Live transcription - just Vosk? Other possibilities? Requirements?

valentijn · January 12, 2026, 2:11pm

Hi, while preparing for live transcription I’m having a couple of questions. First of all: is the Vosk local AI the only way to do live transcription? Or is it possible to plugin the Talk HPB to other AI systems? Also: does live transcription include live captions, i.e. subtitles? I’m asking because Live Closed Captions · Issue #6915 · nextcloud/spreed · GitHub is still open although Advanced Talk features — Nextcloud latest User Manual latest documentation seems to provide subtitles. Also, there seems to be no mention whatsoever of system requirements for the live_transcription stuff, which feels a bit weird as I’m suspecting it to be significant. (I realise that this is on the verge of a technical “support” question - I’m not asking support, I’m asking about the situation.)

kyteinsky · January 14, 2026, 6:26am

hello,

is the Vosk local AI the only way to do live transcription? Or is it possible to plugin the Talk HPB to other AI systems?

yes, that’s the only way for now.

it is the other way round, the live_transcription plugs into Talk HPB, but I’m not aware of any other transcription app.

Also: does live transcription include live captions, i.e. subtitles? I’m asking because Live Closed Captions · Issue #6915 · nextcloud/spreed · GitHub is still open although Advanced Talk features — Nextcloud latest User Manual latest documentation seems to provide subtitles.

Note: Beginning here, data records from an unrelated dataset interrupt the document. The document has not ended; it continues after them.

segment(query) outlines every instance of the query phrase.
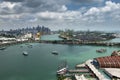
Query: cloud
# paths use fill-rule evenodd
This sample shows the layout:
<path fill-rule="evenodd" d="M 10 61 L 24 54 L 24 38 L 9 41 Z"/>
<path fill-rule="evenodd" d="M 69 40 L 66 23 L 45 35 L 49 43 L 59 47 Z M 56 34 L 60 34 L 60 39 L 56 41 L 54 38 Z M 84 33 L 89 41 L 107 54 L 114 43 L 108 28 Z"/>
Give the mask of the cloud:
<path fill-rule="evenodd" d="M 46 25 L 58 28 L 95 28 L 119 25 L 120 3 L 106 1 L 104 5 L 80 6 L 69 10 L 67 4 L 101 3 L 104 0 L 4 0 L 0 2 L 0 25 Z M 74 6 L 73 6 L 74 7 Z M 2 24 L 1 24 L 2 23 Z M 98 28 L 98 27 L 97 27 Z M 54 28 L 53 28 L 54 29 Z M 57 29 L 57 28 L 56 28 Z"/>

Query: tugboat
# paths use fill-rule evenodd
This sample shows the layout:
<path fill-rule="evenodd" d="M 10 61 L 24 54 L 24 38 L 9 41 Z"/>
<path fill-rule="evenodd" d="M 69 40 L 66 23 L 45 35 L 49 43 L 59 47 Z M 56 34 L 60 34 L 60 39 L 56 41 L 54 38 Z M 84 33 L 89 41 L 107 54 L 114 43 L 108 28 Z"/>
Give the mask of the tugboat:
<path fill-rule="evenodd" d="M 23 52 L 23 55 L 24 55 L 24 56 L 28 56 L 28 52 L 24 51 L 24 52 Z"/>
<path fill-rule="evenodd" d="M 57 51 L 52 51 L 52 54 L 58 55 L 58 52 Z"/>

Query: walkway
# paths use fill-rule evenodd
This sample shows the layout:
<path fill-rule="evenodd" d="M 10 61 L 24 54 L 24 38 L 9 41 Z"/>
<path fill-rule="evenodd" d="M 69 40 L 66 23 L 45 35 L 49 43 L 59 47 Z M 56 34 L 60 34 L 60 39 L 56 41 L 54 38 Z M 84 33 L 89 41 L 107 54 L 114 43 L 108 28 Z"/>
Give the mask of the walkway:
<path fill-rule="evenodd" d="M 92 60 L 86 61 L 86 65 L 91 69 L 91 71 L 96 75 L 99 80 L 108 80 L 106 79 L 92 64 Z"/>

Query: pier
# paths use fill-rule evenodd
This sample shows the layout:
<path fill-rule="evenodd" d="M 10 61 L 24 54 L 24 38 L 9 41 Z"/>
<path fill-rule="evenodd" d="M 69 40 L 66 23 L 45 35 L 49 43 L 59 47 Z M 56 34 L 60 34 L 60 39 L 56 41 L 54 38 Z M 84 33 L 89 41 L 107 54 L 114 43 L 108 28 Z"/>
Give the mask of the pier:
<path fill-rule="evenodd" d="M 103 42 L 103 41 L 89 42 L 89 41 L 77 41 L 77 40 L 40 40 L 39 43 L 95 45 L 95 46 L 120 46 L 120 42 Z"/>
<path fill-rule="evenodd" d="M 95 74 L 95 76 L 98 78 L 98 80 L 107 80 L 92 64 L 92 60 L 86 61 L 86 65 L 88 68 Z"/>
<path fill-rule="evenodd" d="M 68 70 L 69 73 L 88 73 L 89 70 L 87 69 L 75 69 L 75 70 Z"/>

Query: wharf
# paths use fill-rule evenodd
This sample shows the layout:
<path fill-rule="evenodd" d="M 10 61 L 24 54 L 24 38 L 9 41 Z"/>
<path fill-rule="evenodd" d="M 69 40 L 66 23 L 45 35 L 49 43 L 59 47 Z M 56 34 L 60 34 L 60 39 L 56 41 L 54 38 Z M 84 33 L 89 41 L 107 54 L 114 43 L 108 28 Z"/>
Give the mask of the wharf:
<path fill-rule="evenodd" d="M 75 70 L 68 70 L 69 73 L 88 73 L 89 70 L 87 69 L 75 69 Z"/>
<path fill-rule="evenodd" d="M 88 60 L 85 63 L 88 66 L 88 68 L 95 74 L 95 76 L 99 80 L 108 80 L 91 64 L 91 62 L 92 62 L 92 60 Z"/>

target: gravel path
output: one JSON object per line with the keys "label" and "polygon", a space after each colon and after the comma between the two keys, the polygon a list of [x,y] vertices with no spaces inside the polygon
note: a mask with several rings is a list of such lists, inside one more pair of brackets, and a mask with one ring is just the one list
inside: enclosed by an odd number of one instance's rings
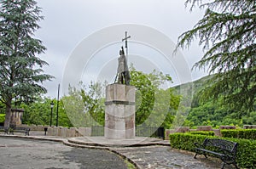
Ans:
{"label": "gravel path", "polygon": [[109,151],[49,141],[0,138],[0,152],[1,169],[127,168],[123,159]]}

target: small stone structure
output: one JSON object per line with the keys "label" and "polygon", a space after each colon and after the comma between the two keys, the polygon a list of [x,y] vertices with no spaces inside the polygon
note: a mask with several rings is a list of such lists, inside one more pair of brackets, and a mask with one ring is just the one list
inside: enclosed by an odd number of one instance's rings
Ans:
{"label": "small stone structure", "polygon": [[20,126],[22,124],[22,115],[24,110],[22,109],[11,109],[11,120],[10,125]]}
{"label": "small stone structure", "polygon": [[105,138],[135,138],[135,87],[110,84],[106,88]]}

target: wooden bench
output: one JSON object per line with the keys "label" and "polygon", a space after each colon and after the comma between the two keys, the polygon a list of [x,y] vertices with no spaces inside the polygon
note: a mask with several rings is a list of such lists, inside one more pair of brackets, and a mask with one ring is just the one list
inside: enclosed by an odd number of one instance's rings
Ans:
{"label": "wooden bench", "polygon": [[206,138],[202,144],[198,143],[194,144],[195,145],[195,159],[197,155],[204,155],[207,158],[207,155],[212,154],[221,159],[223,161],[222,168],[224,167],[225,164],[233,164],[236,168],[238,168],[236,162],[237,143],[224,139]]}
{"label": "wooden bench", "polygon": [[4,132],[4,133],[8,134],[9,127],[0,127],[0,132]]}
{"label": "wooden bench", "polygon": [[29,127],[15,127],[9,130],[9,133],[14,134],[15,132],[24,132],[25,136],[29,136]]}

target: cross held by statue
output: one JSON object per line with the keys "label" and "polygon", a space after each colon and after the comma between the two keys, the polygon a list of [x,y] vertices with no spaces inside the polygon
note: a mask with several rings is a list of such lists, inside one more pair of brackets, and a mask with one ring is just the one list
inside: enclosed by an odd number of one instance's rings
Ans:
{"label": "cross held by statue", "polygon": [[127,31],[125,31],[125,37],[122,39],[122,42],[125,41],[125,48],[126,48],[126,57],[128,56],[128,39],[131,38],[131,36],[127,37]]}

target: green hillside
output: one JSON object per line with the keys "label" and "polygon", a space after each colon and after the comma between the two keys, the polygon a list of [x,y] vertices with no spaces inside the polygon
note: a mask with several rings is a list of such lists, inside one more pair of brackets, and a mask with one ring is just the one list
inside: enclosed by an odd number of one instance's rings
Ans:
{"label": "green hillside", "polygon": [[176,93],[183,97],[182,105],[184,105],[185,110],[189,110],[183,126],[193,127],[211,125],[218,127],[221,125],[242,127],[246,124],[256,124],[255,110],[253,111],[236,110],[228,104],[224,104],[223,97],[217,100],[201,99],[199,93],[206,87],[206,82],[212,77],[212,76],[207,76],[193,82],[173,87]]}

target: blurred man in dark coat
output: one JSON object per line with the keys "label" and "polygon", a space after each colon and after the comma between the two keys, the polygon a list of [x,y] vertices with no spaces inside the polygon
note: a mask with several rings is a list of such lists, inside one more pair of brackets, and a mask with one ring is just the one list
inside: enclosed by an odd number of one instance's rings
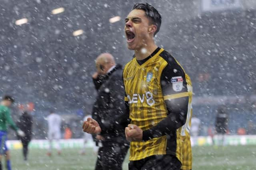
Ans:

They have tiny differences but in this context I suppose they are the same things, maybe drop a message in the issue if it can be closed now.
The PR that added the feature in Talk side: https://github.com/nextcloud/spreed/pull/15696

Also, there seems to be no mention whatsoever of system requirements for the live_transcription stuff, which feels a bit weird as I’m suspecting it to be significant.

yeah, we’re testing it out a bit before posting them but it will be available in the admin docs soon. For now, around 16GiB of RAM/VRAM and 2 CPU threads should be plenty for 1 call, with a few GiBs increase in RAM and 1 extra CPU thread for each additional call. For GPU, only NVIDIA is supported.